In what feels like a roller coaster that simply won’t end, the San Antonio Symphony (SAS) recently announced a new round of cuts via a reopener to its existing two-year collective bargaining agreement (CBA), which covers the 2015/16 and 2016/17 seasons.
The only potential silver lining in the cuts is instead of making the reductions permanent by reducing base wages, benefits, or season length, stakeholders agreed to opt for a temporary forced three-week unpaid furlough for the 2016-17 season.
Although exact details have yet to be released, an article by David Hendricks in the 3/26/2016 edition of the San Antonio Express-News reports that the cut amounts to approximately 10 percent reduction in annual pay.

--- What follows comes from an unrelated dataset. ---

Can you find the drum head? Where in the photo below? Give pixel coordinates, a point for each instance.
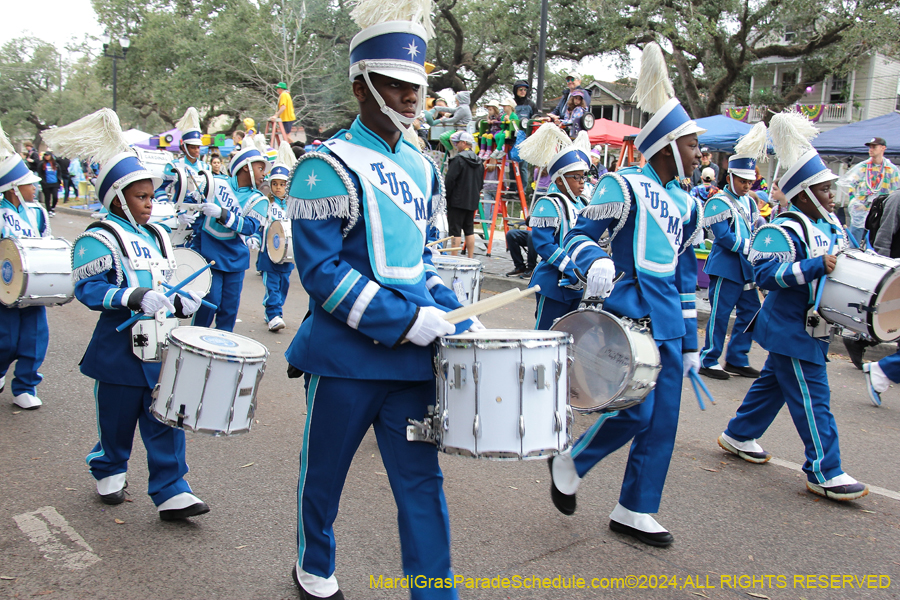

The SAS’ cycle of up and down financials have a long history but a string of executive leaders has yet to produce an environment of economic and labor stability.
Here’s an overview of the orchestra’s base musician wage and season length (in weeks) that covers the 2001/02 season through the newly revised 2016/17 furlough week season (note: the 2003/04 season is excluded due to an extended work stoppage).
Both stakeholders played down the news although the Express-News article reports that musician cuts were paired with shared sacrifice among senior executives and the music director, who agreed to a 10 percent reduction in their 2016/17 annual salaries.
Although the Express-News article reports the cuts are a direct byproduct of donor pressure to arrive at a zero debt balance by the end of the 2016/17 season, it is important to remember that season marks the end of the existing CBA. Consequently, this means stakeholders will begin negotiating a replacement agreement as early as September 2016.